Currently in ArmoniK, MongoDB is deployed using a simple replica set architecture, meaning that the database is composed of multiple identical instances. However, only one instance of the database supports write operations (the primary node), resulting in a potential bottleneck on this node. Additionnaly non-sharded database make read operations more costly, as the DB engine has to parse the whole database.
Finally, the current MongoDB module in our infrastructure’s code is defined manually, which is not necessarily the best choice, deploying a database is a complex task, especially a sharded one.
What is database sharding and how does it work ?
Sharding a database consists of splitting a database into several smaller independant parts. It is mostly used on distributed architectures to enhance the efficiency of database operations and allieviate tension on nodes.
Simple standalone architecture
In a standalone architecture, only one MongoDB instance (mongod process) is available for all operations. The database user directly reaches directly that instance. If that instance somehow becomes unavailable data cannot be accessed.
Single replica set architecture
A replica set is a set of several MongoDB instances (mongod processes) that contain the same data. A MongoDB instance that is part of a replica set is called a replica set member. In the schema above, the replica set has 3 members: one primary and two secondary. Only the primary member support write operations and are responsible to propagate data to the other members. Primary member also supports read operations. Secondary members support only read operations. A replica set cannot have more than one primary node.
What is interesting to see is that in a replica set architecture, the database user should define on which replica he/she wants to access.
If one or two members becomes unavailable, data are still accessible. But if the primary node becomes unavailable, it is not possible to perform write operations in the database.
Rationale
Sharding the database would alleviate the tension on all the nodes. For the primary nodes, the write operations would be distributed among other shards’ primary node, and for the secondary nodes there can be some situations where only the right shard is queried (it will be explicited below in this AEP) and as mentionned above, the read operations are faster on a sharded cluster since the data is distributed among multiple instances.
This sharded (or not) MongoDB deployment would be defined in an example of our infrastructure code as a Helm release resource (called by Terraform). A Helm release is an instance of a Helm chart. Helm charts are templates that allow to deploy resources within a Kubernetes cluster in configurable way. Using Helm charts delegates the complexity of defining a deployment towards the authors of a Helm chart, in accordance with the “Don’t reinvent the wheel” principle.

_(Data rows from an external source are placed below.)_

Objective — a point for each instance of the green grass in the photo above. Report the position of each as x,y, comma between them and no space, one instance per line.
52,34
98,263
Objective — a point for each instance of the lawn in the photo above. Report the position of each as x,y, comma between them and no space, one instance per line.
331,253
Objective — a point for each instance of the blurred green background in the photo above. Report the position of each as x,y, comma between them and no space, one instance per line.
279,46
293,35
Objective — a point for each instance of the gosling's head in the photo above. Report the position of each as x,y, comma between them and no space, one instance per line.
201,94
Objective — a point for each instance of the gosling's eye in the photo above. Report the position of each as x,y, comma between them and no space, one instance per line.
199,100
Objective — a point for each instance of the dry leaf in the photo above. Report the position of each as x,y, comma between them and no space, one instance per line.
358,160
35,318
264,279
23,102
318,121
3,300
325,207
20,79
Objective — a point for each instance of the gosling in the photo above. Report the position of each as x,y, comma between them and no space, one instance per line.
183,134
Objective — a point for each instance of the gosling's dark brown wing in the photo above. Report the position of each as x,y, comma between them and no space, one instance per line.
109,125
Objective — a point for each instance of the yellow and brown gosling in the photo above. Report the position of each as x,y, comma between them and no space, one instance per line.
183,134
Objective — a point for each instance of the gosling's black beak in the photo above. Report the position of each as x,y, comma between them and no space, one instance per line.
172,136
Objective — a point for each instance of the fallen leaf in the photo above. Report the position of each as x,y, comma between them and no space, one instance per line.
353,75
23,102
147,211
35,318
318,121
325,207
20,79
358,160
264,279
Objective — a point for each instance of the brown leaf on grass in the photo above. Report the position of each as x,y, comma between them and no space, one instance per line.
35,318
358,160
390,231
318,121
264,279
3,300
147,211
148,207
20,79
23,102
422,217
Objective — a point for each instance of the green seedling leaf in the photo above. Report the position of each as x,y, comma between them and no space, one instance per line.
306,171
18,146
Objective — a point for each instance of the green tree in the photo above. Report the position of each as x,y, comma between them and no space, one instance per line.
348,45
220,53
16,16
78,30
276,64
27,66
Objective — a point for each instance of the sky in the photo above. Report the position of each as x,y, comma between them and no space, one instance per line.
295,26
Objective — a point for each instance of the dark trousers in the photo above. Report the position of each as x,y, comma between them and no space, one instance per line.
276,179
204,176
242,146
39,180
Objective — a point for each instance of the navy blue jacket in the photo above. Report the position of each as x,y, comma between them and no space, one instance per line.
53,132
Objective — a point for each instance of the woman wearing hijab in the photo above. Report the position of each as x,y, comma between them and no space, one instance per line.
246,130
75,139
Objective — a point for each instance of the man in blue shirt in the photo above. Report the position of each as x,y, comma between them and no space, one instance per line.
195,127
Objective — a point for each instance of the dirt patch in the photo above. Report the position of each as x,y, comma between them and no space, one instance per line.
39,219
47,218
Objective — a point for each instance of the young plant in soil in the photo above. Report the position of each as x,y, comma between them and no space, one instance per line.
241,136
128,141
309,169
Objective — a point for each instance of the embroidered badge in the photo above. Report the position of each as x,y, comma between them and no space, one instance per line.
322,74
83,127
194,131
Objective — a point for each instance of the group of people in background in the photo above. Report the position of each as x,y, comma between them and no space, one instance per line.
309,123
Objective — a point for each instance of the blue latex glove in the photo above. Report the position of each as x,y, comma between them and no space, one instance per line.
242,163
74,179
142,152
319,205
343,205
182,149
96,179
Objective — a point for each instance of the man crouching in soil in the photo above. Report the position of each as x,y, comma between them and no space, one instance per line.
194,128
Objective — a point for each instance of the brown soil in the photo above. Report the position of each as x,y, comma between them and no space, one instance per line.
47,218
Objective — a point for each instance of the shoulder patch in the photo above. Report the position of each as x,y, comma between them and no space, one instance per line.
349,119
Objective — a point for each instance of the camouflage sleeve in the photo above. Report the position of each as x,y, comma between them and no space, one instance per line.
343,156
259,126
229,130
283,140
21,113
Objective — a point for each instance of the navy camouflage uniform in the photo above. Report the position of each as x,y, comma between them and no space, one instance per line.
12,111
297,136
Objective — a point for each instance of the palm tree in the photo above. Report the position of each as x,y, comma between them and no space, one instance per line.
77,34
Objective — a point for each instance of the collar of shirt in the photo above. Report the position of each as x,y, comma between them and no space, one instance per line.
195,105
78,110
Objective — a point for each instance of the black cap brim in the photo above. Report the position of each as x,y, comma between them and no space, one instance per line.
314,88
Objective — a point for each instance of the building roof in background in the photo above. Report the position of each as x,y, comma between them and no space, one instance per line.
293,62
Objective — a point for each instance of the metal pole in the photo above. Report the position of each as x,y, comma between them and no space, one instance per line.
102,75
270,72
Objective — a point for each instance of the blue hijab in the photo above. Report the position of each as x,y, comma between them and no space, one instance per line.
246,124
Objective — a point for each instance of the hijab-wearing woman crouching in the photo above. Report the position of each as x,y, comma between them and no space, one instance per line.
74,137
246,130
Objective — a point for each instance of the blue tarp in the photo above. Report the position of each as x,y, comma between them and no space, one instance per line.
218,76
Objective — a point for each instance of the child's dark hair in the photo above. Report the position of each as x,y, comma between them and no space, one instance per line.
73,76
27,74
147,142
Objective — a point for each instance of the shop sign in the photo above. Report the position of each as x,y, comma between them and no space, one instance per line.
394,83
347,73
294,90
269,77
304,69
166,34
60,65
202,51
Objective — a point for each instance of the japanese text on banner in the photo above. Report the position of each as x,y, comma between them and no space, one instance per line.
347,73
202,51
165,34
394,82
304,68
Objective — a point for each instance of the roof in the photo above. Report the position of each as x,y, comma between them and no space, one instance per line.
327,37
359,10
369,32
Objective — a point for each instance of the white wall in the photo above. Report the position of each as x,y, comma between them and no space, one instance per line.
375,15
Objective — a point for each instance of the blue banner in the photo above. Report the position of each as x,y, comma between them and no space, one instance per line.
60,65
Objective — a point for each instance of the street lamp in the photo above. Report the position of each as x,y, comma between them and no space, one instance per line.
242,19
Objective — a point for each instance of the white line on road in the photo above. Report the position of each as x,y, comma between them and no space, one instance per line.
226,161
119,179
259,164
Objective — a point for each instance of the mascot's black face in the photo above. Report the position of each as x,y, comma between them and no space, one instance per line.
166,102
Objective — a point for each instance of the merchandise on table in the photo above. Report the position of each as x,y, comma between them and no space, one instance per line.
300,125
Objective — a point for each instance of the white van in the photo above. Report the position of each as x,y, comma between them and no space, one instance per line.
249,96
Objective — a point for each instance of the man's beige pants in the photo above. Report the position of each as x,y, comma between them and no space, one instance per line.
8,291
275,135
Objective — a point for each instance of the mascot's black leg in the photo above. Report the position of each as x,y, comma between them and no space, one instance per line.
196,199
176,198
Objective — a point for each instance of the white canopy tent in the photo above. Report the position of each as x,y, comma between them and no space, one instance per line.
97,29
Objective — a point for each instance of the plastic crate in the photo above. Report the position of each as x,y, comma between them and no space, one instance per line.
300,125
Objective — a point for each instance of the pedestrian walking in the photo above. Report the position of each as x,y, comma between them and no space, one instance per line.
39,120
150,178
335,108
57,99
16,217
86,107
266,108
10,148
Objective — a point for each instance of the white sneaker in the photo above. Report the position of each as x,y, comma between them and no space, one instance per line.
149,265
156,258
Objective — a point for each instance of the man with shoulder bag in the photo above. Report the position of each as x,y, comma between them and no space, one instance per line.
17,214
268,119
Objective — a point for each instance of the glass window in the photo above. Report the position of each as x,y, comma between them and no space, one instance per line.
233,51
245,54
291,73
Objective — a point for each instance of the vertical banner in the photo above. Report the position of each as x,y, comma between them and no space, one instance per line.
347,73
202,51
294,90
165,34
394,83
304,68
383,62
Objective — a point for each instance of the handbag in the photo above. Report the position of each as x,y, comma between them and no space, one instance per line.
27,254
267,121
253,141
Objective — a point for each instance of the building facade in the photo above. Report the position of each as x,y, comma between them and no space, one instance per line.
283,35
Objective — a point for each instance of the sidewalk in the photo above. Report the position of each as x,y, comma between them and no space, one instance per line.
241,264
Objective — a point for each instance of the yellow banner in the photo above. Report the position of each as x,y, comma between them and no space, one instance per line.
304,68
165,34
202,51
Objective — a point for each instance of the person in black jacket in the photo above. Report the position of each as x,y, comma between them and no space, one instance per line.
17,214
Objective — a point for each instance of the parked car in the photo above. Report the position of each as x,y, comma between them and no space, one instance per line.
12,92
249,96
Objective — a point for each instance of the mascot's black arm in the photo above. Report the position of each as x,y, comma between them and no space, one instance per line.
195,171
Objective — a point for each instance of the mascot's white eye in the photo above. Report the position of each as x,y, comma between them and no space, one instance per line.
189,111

Instead of manually defining all the Kubernetes resources and their configuration for a MongoDB deployment within Terraform modules as it is currently done with ArmoniK’s example infrastructure, Helm charts allow us to focus only on passing the desired configuration for our MongoDB deployment. Nevertheless, it is possible that some Kubernetes resources or bash scripts will still be needed inside Terraform for specific configuration purposes. Helm charts also offer that capacity.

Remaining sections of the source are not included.